Roland left an excellent comment reminding me that the addition in an Abelian category (well technically category with finite biproducts) can be defined purely in terms of the direct sum, diagonal and codiagonal maps.
If $f,g : A\to B$ are morphisms, we define $f+g$ to be the composite
$$ A\newcommand\toby\xrightarrow\toby{\Delta_A} A \oplus A\toby{f\oplus g}B\oplus B \toby{\nabla_B} B,$$
where $\Delta_A : A\to A\oplus A$ is the diagonal map and $\nabla_B : B\oplus B\to B$ is the codiagonal.

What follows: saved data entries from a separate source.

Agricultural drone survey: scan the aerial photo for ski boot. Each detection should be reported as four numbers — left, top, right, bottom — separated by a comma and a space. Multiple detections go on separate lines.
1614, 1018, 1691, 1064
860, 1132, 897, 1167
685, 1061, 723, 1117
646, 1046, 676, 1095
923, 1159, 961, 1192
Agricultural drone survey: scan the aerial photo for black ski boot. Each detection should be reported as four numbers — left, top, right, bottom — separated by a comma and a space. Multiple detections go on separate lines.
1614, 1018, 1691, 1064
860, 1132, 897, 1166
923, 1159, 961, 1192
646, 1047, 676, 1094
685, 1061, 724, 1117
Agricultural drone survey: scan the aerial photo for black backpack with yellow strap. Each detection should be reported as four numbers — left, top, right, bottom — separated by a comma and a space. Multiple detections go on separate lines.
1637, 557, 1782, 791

Then clearly any functor which satisfies $T(f\oplus g)=Tf\oplus Tg$ and $T\Delta_A = \Delta_{TA}$ and $T\nabla_B = \nabla_{TB}$ is additive.

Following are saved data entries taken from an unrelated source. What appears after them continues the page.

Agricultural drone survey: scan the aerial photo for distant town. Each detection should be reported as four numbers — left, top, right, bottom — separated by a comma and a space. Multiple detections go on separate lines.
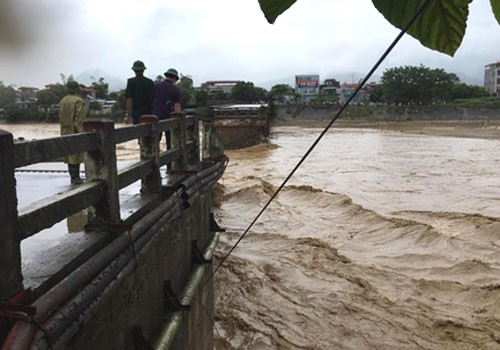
0, 62, 499, 122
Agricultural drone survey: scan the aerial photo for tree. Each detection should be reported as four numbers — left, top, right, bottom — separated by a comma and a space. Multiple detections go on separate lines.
449, 83, 489, 100
0, 82, 18, 108
36, 84, 66, 106
258, 0, 500, 56
269, 84, 293, 102
155, 75, 164, 84
194, 89, 209, 107
89, 100, 102, 114
380, 65, 459, 105
178, 75, 194, 107
368, 85, 384, 103
91, 77, 109, 99
36, 89, 59, 106
231, 81, 267, 103
254, 87, 268, 102
210, 90, 227, 101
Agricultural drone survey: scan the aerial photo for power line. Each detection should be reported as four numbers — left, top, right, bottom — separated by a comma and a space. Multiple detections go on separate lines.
207, 0, 435, 283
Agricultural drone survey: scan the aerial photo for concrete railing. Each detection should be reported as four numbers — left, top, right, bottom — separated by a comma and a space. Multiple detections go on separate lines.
0, 113, 200, 300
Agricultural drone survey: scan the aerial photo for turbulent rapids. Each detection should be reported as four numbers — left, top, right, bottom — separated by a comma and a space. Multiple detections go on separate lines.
213, 126, 500, 349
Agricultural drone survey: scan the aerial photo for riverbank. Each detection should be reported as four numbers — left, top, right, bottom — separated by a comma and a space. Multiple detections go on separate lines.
272, 119, 500, 140
2, 119, 500, 142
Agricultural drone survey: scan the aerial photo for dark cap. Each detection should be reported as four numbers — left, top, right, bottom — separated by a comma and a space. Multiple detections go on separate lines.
132, 60, 147, 71
164, 68, 179, 80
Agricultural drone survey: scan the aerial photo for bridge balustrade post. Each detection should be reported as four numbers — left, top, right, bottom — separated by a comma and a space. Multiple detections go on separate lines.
83, 119, 121, 224
187, 114, 200, 167
0, 130, 23, 299
139, 115, 161, 193
171, 112, 188, 171
201, 119, 211, 161
200, 119, 224, 161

Then as long as $T$ preserves the biproduct (meaning $T(A\oplus B)=TA\oplus TB$ and $T\iota_X=\iota_{TX}$ and $T\pi_X = \pi_{TX}$ for the structure morphisms $\iota_A,\iota_B,\pi_A,$ and $\pi_B$), and $T$ preserves $0$, meaning that $T0 = 0$, $T$ has these properties. (Equality here means up to natural isomorphism.)
This is because $\Delta_A$ is the map such that $\pi_{A,i}\Delta_A=\newcommand\id{\operatorname{id}}\id_A$ for $i=1,2$,
and then taking $T$ of this, we have that $T\Delta_A$ satisfies $\pi_{TA,i}T(\Delta_A)=\id_{TA}$ for $i=1,2$, thus $T\Delta_A=\Delta_{TA}$. A dual argument shows that $T\nabla_B=\nabla_{TB}$, and finally $f\oplus g$ is defined to be the map such that
$$\pi_{B,1}(f\oplus g)\iota_{A,1} = f,$$
$$\pi_{B,2}(f\oplus g)\iota_{A,2} = g,$$
$$\pi_{B,1}(f\oplus g)\iota_{A,2} = 0,$$
and
$$\pi_{B,2}(f\oplus g)\iota_{A,1} = 0.$$
Again, it's not hard to see that the preservation of 0 and the biproduct ensures that $T(f\oplus g)$ satisfies the requirement to be $Tf\oplus Tg$.

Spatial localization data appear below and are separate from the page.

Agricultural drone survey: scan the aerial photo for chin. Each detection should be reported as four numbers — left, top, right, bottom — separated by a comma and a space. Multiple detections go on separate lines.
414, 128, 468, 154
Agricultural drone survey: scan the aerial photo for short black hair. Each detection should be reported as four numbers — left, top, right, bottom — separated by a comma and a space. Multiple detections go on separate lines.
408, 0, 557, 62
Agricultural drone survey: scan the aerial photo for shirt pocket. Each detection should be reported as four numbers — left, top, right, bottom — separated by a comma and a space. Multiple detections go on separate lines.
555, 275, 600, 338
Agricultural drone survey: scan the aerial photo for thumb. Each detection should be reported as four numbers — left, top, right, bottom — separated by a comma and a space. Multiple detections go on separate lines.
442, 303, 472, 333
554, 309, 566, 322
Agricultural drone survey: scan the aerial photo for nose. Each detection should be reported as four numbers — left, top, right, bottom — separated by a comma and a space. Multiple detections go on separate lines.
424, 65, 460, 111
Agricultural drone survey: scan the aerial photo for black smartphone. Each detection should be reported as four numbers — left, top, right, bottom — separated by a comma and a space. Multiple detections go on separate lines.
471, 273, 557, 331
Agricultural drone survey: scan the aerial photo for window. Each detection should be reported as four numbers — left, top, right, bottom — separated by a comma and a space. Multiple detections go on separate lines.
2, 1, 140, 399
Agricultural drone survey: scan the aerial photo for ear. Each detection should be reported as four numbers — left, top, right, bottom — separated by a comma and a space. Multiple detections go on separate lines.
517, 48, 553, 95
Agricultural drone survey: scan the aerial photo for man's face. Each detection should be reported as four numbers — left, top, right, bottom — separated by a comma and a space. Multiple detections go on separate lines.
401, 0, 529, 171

Finally, if $T$ is left exact, then $T$ preserves $0$ and the biproduct, and thus is additive
(As indicated in my question, I've already proved this, but I figured I'd add it for any future readers)
$T$ preserves $0$
Depending on how you interpret the definition, this is either definitional, (since you can read the definition as implying that you take $T$ of the entire left exact sequence to get the resulting exact sequence) or must be proved, if you take it to mean only that extending the sequence $TA\to TB \to TC$ by zero on the left results in an exact sequence, but it turns out that there's no difference.
Consider
$$ 0 \to 0 \toby{\id_0} 0 \toby{\id_0} 0.$$
This is clearly exact,
so
$$ 0 \to T0 \toby{\id_{T0}} T0 \toby{\id_{T0}} T0$$
is exact, which implies that $$0=\ker \id_{T0} = T0=\operatorname{im}_{\id_{T0}},$$
as desired.
$T$ preserves the biproduct
Proof:
We know $\pi_A\iota_A =\id_A$, so $(T\pi_A)(T\iota_A)=\id_{TA}$. This also applies to $\pi_B\iota_B$, so $T\pi_B$ must be an epimorphism. Hence, exactness of
$$0\to A \toby{\iota_A} A\oplus B \toby{\pi_B} B \to 0$$
not only implies exactness of
$$0\to TA \toby{T\iota_A} T(A\oplus B) \toby{T\pi_B} TB, $$
but actually the exactness of
$$0\to TA \toby{T\iota_A} T(A\oplus B) \toby{T\pi_B} TB \to 0,$$
and the fact that $(T\pi_A)(T\iota_A)=\id_{TA}$ implies that this exact sequence is split, giving
$T(A\oplus B) \simeq TA\oplus TB$.
Best Answer
You have the right idea, but you really need the bottom row to be exact at $K$ and not necessarily at $A$.
Indeed, to get the factorisation of $U\to A_j$ through $K_j$ you need to prove that the composition $U\to A_j\to B_j$ is zero, and for this you only need to know that $K\to A\to B$ is zero, which is weaker than exactness at $A$.
On the other hand, to prove that the second leg of the pullback commutes, you use the uniqueness of the factorisation through $K$, or in other words, the fact that $K\to A$ is a monomorphism, which is equivalent to the exactness of $0\to K\to A$ at $K$.